Although these investment banks - and we all know the names here from Morgan Stanley to Goldman Saches to UBS to JPMorgan and so on - could already perform a degree of secured chat and collaboration via their use of Bloomberg, the industry recognized that this system was proprietary, not inexpensive and essentially closed. Given the tightening of margins that banks of all kinds have experienced through the mid-2010s, a desire to investigate secured open source technologies was perhaps inevitable.

"The stars were aligned for this to happen, yes," enthuses Columbro. "Where Symphony existed as a commercial tool, the Symphony Software Foundation was formed as an open initiative. From there the project developed to become FINOS in 2018 and it was subsequently brought under the umbrella of the Linux Foundation in 2020. Because I've been involved with the history of this work and seen the project evolve from Symphony days, I can say that we've seen a progression in financial industry open source in the last 10-years that is redolent of what happened with open source's adoption in general a decade before that."

But can we really convince financial investment institutions (and other banks) to adopt open technologies in a world where insider trading, ransomware and other pitfalls exist?

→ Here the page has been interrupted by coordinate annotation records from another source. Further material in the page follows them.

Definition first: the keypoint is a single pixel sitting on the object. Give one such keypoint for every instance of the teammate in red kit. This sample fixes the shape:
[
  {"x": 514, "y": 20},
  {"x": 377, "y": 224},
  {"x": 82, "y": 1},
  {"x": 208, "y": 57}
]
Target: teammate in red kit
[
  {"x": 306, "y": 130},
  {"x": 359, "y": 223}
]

"If you want to bring these commercial entities into open source, you have to lead with business value first, that way they can see where their time, resources and other commitments will go," said Columbro. "In terms of whether we have now facilitated open data exchange at this level, it's a continuing labor of love. Financial institutions are obviously under huge regulatory pressures and every company or organization uses different data formats, so there is work to do. That work sees FINOS working to establish standards so that can we build fabrics, layers and channels to exchange data and all work more efficiently and sustainably in future."

Our open future?

There’s a lot of upbeat positivity here in the general push for open source, open data, open hardware, open repositories and open design in general. But open source isn’t perfect i.e. many projects suffer from a lack of contributions, a lack of support for project ‘maintainers’ (the key proponents that often sit at the head of projects taking on more responsibility and work than they fairly should) and sometimes a lack of formalization where open code is used in mission critical enterprise environments that really should have an extra dose of robustness applied to them.

Deliberate naysaying aside (well, we need balance and moderation in all thighs, right?) the world would arguably be a worse place without open technology, so let’s get involved and keep our minds, secured codebases and arms open.